Flat band and hidden valley kagome lattice in TBG

For TBG with small magic angles, the unit cell can be constructed from moiré pattern, which may be regarded as a huge triangular lattice5, where the lattice points are comprised of the peaks of local density of states (LDOS) of TBG, while the valleys of LDOS, i.e., the edge center of triangles, form a hidden kagome lattice as shown in Fig. S5. It is known that the kagome lattice with only NN hopping can induce the flat band32,33, as we also addressed in the Supplemental Materials. In TBG, the hidden kagome lattice obtained from moiré pattern is quite large, so the NNN hopping should be much smaller than the NN hopping, and a nearly flat band can be obtained from such a hidden kagome moire lattice. Analog to the flat band in cyclicgraphdiyne [Fig. 2(d)], where the flat band mainly comes from the valleys of the total electron charge density, we believe that the flat band in TBG may be attributed to the hidden kagome lattice in moiré pattern.

Conclusions

In summary, by density functional theory calculations, we propose a novel carbon monolayer with unit cell of eighteen atoms, coined as cyclicgraphdiyne. A flat band appears at EF in cyclicgraphdiyne. By doping holes to make the flat band in cyclicgraphdiyne partially occupied, we find that cyclicgraphdiyne with 1/8, 1/4, 3/8 and 1/2 hole doping concentration becomes ferromagnetic, and the conductivity of cyclicgraphdiyne with 1/8, 1/4 and 3/8 hole doping concentration is much higher than the case that the flat band in cyclicgraphdiyne is full or half filled. These results make the cyclicgraphdiyne proposed here very attractive. By exploring different carbon monolayers, we show that a perfect flat band could appear in the lattices with both separated or corner-connected triangular structures and only NN hopping, while the flat band can be tuned out by NNN hopping.

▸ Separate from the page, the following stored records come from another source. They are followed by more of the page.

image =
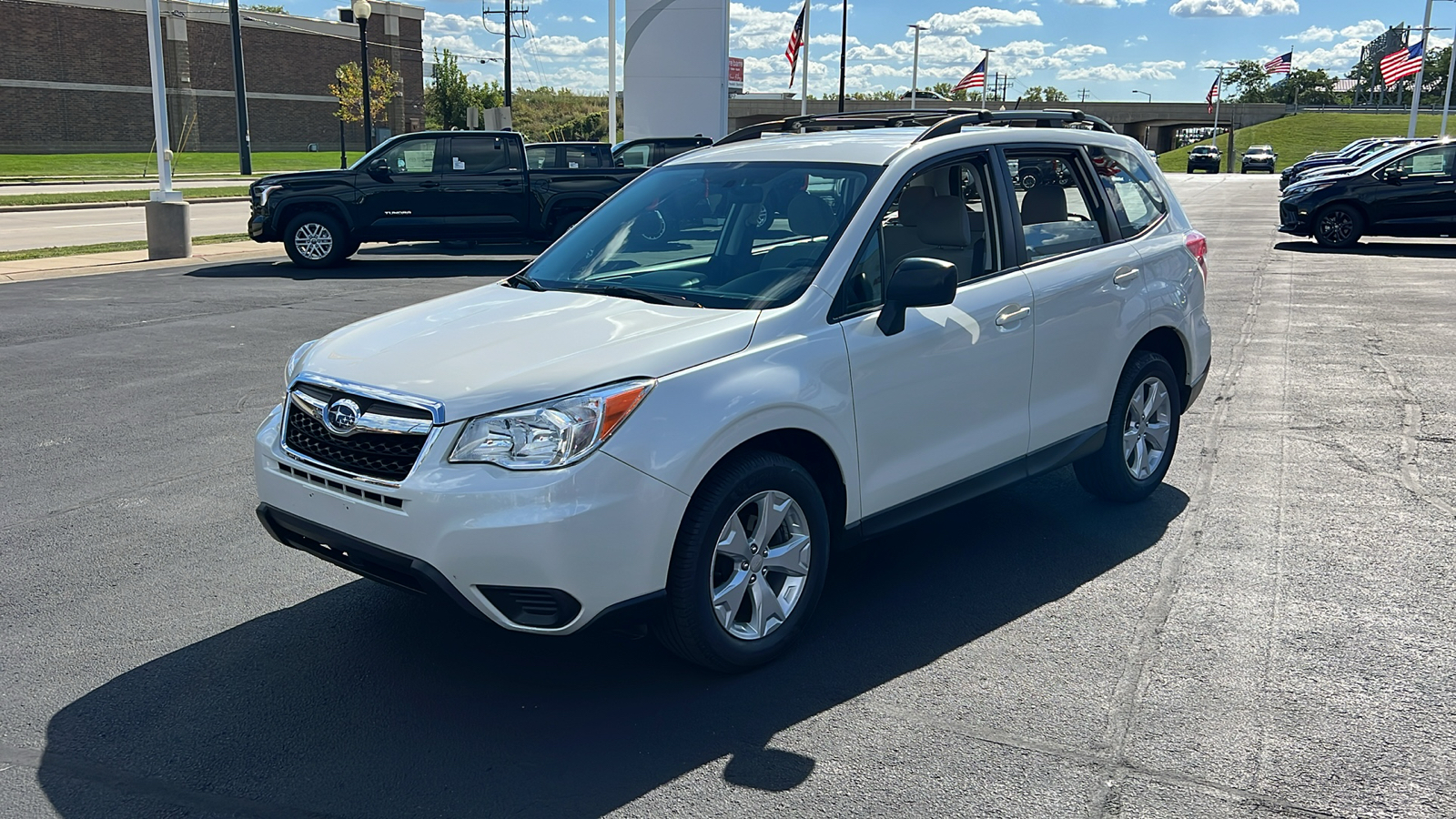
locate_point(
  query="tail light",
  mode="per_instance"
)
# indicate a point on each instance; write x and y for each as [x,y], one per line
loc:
[1198,245]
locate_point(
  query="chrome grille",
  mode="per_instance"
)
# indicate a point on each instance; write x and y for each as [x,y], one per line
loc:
[385,443]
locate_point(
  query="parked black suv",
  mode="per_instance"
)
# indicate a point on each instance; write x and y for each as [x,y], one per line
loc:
[645,153]
[433,186]
[1409,194]
[1205,157]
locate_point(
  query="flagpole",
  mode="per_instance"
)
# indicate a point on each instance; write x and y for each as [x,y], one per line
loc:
[804,56]
[1420,75]
[1451,75]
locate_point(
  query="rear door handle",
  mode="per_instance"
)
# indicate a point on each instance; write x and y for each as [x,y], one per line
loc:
[1011,314]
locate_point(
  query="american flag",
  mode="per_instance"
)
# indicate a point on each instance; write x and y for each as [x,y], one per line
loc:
[975,79]
[795,43]
[1404,63]
[1281,65]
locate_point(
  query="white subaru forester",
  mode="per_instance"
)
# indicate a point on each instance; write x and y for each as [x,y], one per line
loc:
[749,356]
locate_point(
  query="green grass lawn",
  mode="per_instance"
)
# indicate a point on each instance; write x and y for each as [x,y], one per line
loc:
[108,248]
[87,197]
[1296,137]
[145,165]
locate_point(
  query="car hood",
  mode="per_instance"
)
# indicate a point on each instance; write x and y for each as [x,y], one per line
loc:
[500,347]
[305,177]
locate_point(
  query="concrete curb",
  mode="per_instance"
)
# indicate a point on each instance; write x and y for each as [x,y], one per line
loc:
[92,206]
[127,261]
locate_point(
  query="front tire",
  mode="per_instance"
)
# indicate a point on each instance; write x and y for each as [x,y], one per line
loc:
[317,239]
[1142,433]
[1339,227]
[749,564]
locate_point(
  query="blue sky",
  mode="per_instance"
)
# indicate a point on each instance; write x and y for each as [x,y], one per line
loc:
[1108,47]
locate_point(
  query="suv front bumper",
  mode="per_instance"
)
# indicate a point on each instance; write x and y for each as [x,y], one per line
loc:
[594,537]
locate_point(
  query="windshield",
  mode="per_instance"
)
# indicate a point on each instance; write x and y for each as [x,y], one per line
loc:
[723,235]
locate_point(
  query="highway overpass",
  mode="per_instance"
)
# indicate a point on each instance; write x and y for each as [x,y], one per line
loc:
[1149,123]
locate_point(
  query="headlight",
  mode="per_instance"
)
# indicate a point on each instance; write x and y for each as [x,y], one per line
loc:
[296,363]
[550,435]
[1307,188]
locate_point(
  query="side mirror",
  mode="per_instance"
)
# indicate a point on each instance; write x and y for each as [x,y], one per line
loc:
[915,283]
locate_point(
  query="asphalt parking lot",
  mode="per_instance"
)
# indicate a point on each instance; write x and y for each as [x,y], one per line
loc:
[1270,634]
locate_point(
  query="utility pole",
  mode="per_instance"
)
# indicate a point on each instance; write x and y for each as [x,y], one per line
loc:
[245,152]
[510,33]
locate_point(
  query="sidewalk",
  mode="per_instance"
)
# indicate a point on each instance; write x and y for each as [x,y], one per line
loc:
[120,261]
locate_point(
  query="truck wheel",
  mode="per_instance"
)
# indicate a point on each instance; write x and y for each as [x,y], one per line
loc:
[1339,227]
[749,564]
[317,239]
[1142,433]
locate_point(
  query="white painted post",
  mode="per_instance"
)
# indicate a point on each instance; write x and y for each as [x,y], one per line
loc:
[612,72]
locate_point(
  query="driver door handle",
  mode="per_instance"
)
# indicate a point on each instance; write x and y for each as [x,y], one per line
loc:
[1011,314]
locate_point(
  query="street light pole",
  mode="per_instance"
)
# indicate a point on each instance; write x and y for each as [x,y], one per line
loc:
[245,150]
[915,66]
[361,12]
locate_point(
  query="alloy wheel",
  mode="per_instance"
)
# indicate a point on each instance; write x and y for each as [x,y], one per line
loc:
[761,566]
[313,241]
[1337,227]
[1147,429]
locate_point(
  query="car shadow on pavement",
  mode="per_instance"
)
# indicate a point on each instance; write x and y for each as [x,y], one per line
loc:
[368,702]
[371,268]
[1416,249]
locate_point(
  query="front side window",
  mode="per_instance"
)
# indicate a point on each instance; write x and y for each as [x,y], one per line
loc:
[637,157]
[411,157]
[939,213]
[699,234]
[1056,205]
[1138,201]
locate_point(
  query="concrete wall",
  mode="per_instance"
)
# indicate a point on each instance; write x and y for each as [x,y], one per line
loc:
[75,77]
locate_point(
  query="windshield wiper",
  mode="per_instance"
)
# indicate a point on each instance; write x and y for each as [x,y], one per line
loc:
[524,280]
[650,296]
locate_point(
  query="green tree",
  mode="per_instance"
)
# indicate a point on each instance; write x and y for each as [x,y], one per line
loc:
[1050,94]
[383,86]
[449,95]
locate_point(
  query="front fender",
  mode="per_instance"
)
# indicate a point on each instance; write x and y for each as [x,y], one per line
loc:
[696,417]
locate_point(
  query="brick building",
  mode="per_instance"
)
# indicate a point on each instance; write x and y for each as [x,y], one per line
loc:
[75,76]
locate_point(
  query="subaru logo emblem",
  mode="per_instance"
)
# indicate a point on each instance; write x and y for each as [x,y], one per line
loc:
[341,417]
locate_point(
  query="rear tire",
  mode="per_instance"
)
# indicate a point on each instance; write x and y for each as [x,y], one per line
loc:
[1142,433]
[1339,227]
[317,239]
[739,592]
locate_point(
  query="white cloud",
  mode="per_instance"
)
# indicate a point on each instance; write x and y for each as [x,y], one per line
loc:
[1232,7]
[1150,70]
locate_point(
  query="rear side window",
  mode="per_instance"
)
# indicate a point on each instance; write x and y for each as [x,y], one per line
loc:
[1138,201]
[480,155]
[581,157]
[1056,205]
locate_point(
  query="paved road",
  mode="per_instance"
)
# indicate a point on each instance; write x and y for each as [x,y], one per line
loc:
[1269,636]
[62,228]
[15,188]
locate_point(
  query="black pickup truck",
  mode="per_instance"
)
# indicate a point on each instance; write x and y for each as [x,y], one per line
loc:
[433,186]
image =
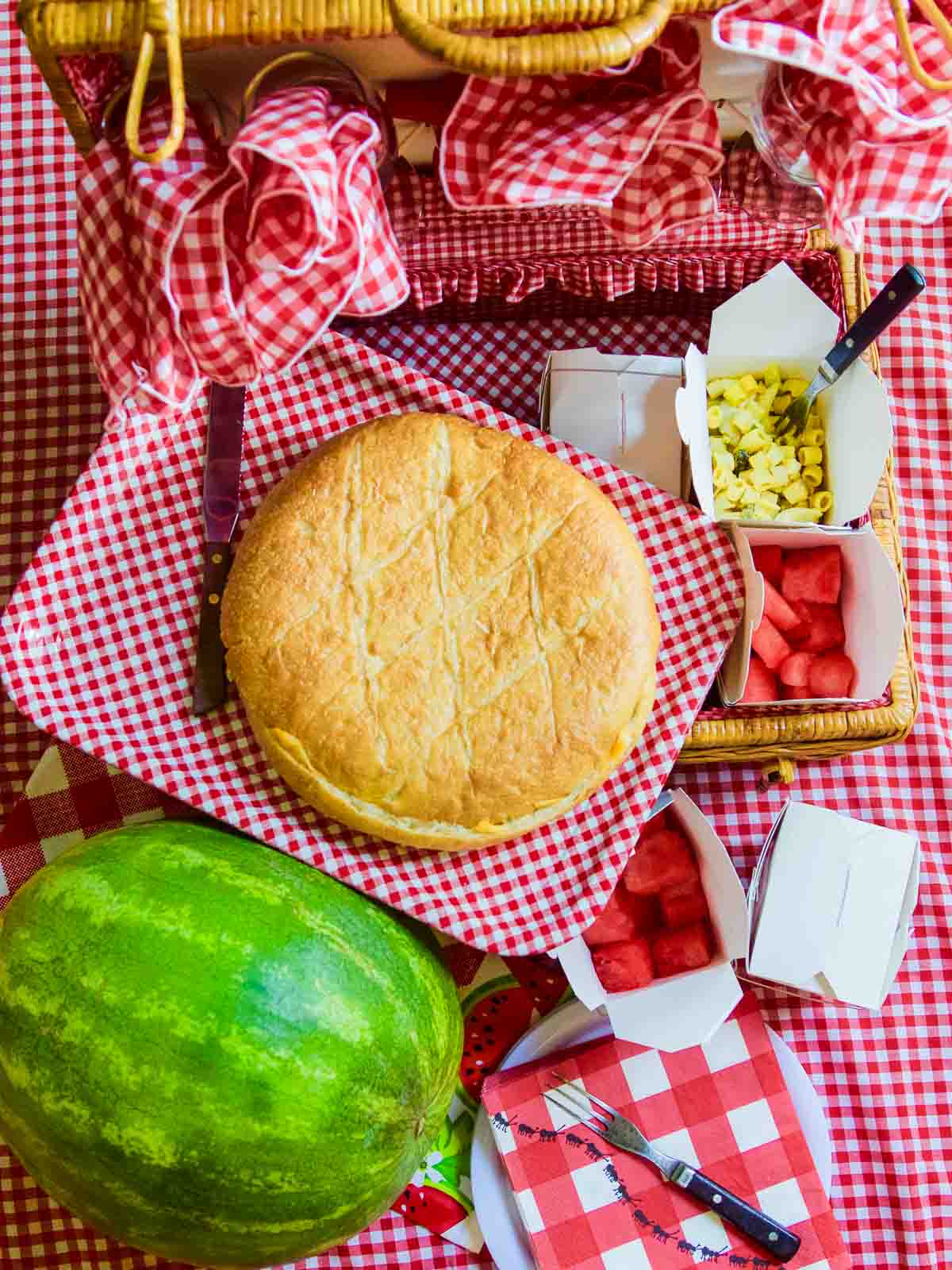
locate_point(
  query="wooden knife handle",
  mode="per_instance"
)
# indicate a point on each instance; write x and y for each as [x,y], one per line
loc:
[211,687]
[778,1241]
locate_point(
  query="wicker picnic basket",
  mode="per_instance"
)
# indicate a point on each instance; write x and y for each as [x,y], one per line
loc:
[381,38]
[537,270]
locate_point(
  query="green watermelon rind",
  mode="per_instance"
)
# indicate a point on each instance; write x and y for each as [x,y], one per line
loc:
[213,1052]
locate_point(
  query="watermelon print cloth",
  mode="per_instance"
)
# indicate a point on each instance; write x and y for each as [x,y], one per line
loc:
[71,798]
[723,1106]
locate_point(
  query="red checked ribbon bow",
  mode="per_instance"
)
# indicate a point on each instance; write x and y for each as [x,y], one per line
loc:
[879,144]
[639,143]
[228,262]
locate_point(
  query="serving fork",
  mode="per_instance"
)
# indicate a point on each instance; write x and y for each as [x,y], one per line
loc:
[900,291]
[620,1132]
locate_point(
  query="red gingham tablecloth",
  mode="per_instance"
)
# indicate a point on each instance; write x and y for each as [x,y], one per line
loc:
[884,1080]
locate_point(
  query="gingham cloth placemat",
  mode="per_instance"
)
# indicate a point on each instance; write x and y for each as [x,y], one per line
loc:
[882,1079]
[723,1106]
[98,645]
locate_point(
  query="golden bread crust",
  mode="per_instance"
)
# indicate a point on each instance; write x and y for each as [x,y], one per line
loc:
[443,637]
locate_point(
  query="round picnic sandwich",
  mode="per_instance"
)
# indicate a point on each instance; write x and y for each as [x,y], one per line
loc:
[442,635]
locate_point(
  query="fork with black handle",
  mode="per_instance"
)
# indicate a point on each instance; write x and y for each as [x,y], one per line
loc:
[620,1132]
[899,292]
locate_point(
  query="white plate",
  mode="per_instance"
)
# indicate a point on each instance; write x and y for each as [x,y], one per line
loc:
[574,1026]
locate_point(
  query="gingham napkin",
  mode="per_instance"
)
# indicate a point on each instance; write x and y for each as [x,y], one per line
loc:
[228,262]
[879,144]
[97,645]
[641,143]
[724,1106]
[71,798]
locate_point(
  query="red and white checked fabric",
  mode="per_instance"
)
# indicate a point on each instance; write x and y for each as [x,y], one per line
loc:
[97,645]
[640,144]
[723,1106]
[879,143]
[228,264]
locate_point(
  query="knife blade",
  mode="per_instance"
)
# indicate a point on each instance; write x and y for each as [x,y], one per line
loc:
[220,511]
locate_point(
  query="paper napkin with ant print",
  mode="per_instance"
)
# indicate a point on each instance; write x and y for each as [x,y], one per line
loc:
[723,1106]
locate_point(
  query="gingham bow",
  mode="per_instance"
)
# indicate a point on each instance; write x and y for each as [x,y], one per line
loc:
[228,264]
[640,143]
[879,144]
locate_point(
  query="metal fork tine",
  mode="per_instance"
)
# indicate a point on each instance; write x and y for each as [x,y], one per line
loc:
[564,1106]
[568,1080]
[578,1096]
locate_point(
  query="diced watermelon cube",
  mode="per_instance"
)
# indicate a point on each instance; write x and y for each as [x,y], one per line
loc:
[624,967]
[801,634]
[831,676]
[685,949]
[662,860]
[770,645]
[685,905]
[780,613]
[814,575]
[825,630]
[615,922]
[762,683]
[770,563]
[795,672]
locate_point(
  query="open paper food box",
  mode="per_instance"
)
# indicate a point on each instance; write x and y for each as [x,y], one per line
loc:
[649,416]
[827,914]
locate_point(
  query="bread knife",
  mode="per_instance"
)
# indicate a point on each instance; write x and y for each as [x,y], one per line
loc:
[220,511]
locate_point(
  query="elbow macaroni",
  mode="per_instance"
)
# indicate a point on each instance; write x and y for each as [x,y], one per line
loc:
[758,473]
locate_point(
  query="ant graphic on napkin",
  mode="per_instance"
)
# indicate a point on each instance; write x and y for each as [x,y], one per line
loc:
[573,1140]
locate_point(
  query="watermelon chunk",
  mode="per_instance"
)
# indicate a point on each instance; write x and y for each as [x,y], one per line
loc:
[770,645]
[800,635]
[770,563]
[812,575]
[762,683]
[685,905]
[662,860]
[831,676]
[687,949]
[613,924]
[780,613]
[795,672]
[825,630]
[624,967]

Owing to the resemblance of the electronic structures between cyclicgraphdiyne and TBG, our results may also shed useful light on the formation reasoning of the flat band in TBG. We believe that the flat band in TBG may be attributed to a hidden valley kagome lattice in moiré pattern. This present study poses a simple carbon monolayer and gives an alternative reasoning to the formation of the flat bands and manipulating magnetism in 2D carbon materials.

Computational Method

Our first-principles calculations were based on the density-functional theory (DFT) as implemented in the Vienna ab initio simulation package (VASP)34, using the projector augmented wave method35. The generalized gradient approximation with Perdew-Burke-Ernzerhof36 realization was adopted for the exchange-correlation functional. The plane-wave cutoff energy was set to 550 eV. The Monkhorst-Pack k-point mesh37 of size 11 × 11 × 1 was used for the BZ sampling. The structure relaxation considering both the atomic positions and lattice vectors was performed by the conjugate gradient (CG) scheme until the maximum force on each atom was less than 0.0001 eV/Å, and the total energy was converged to 10−8 eV with Gaussian smearing method. To avoid unnecessary interactions between the monolayer and its periodic images, the vacuum layer is set to 15 Å. The crystal structures and charge density were plotted with the software VESTA38, and the images in the figure legend were created with the software SciDAVis39. The unit of hole-concentration is dimensionless. The 100% doping means 2 holes doped in area of 172 Å (the area of unit cell of cyclicgraphdiyne). We used Hubbard U (with values 1 and 4 eV) correction in DFT calculations and the electronic band structure was found unaltered. The conductivity is calculated with the package BoltzTrap40 based on a smoothed Fourier interpolation of the bands at temperature of 10 K.